Search code examples
apache-sparkcassandradatastaxspark-cassandra-connector

Spark Cassandra Write UDT With Case-Sensitive Names Fails


  • Spark connector Write fails with a java.lang.IllegalArgumentException: udtId is not a field defined in this definition error when using case-sensitive field names
  • I need the fields in the Cassandra table to maintain case. So i have used quotes to create them.

My Cassandra schema

CREATE TYPE my_keyspace.my_udt (
  "udtId" text,
  "udtValue" text
);

CREATE TABLE my_keyspace.my_table (
  "id" text PRIMARY KEY,
  "someCol" text,
  "udtCol" list<frozen<my_udt>>
);

My Spark DataFrame schema is

root
 |-- id: string (nullable = true)
 |-- someCol: string (nullable = true)
 |-- udtCol: array (nullable = true)
 |    |-- element: struct (containsNull = true)
 |    |    |-- udtId: string (nullable = true)
           |-- udtValue: string (nullable = true)
  • Are there any other options to get this write to work other than defining my udt with lowercase names? Making them lower case would make me invoke case management code everywhere this is used and i'd like to avoid that ?
  • Because i couldn't write successfully, i did try read yet? Is this an issue with reads as well ?

Solution

  • You need to upgrade to Spark Cassandra Connector 2.5.0 - I can't find specific commit that fixes it, or specific Jira that mentions that - I suspect that it was fixed in the DataStax version first, and then released as part of merge announced here.

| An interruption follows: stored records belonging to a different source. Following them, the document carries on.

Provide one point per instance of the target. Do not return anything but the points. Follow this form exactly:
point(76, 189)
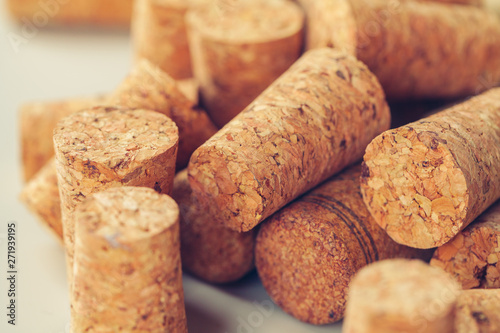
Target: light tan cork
point(426, 181)
point(416, 49)
point(108, 147)
point(212, 253)
point(478, 311)
point(127, 269)
point(239, 48)
point(308, 252)
point(399, 295)
point(472, 256)
point(312, 122)
point(147, 87)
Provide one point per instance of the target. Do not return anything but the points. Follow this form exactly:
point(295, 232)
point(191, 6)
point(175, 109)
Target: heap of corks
point(281, 112)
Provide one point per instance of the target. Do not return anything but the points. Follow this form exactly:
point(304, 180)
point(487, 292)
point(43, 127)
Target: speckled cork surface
point(127, 269)
point(426, 181)
point(312, 122)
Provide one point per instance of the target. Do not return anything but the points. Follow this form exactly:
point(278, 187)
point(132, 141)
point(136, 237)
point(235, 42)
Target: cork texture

    Here is how it works in SCC 2.5.0 + Spark 2.4.6, while it fails with SCC 2.4.2 + Spark 2.4.6:

    scala> import org.apache.spark.sql.cassandra._
    import org.apache.spark.sql.cassandra._
    
    scala> val data = spark.read.cassandraFormat("my_table", "test").load()
    data: org.apache.spark.sql.DataFrame = [id: string, someCol: string ... 1 more field]
    
    scala> val data2 = data.withColumn("id", concat(col("id"), lit("222")))
    data2: org.apache.spark.sql.DataFrame = [id: string, someCol: string ... 1 more field]
    
    scala> data2.write.cassandraFormat("my_table", "test").mode("append").save()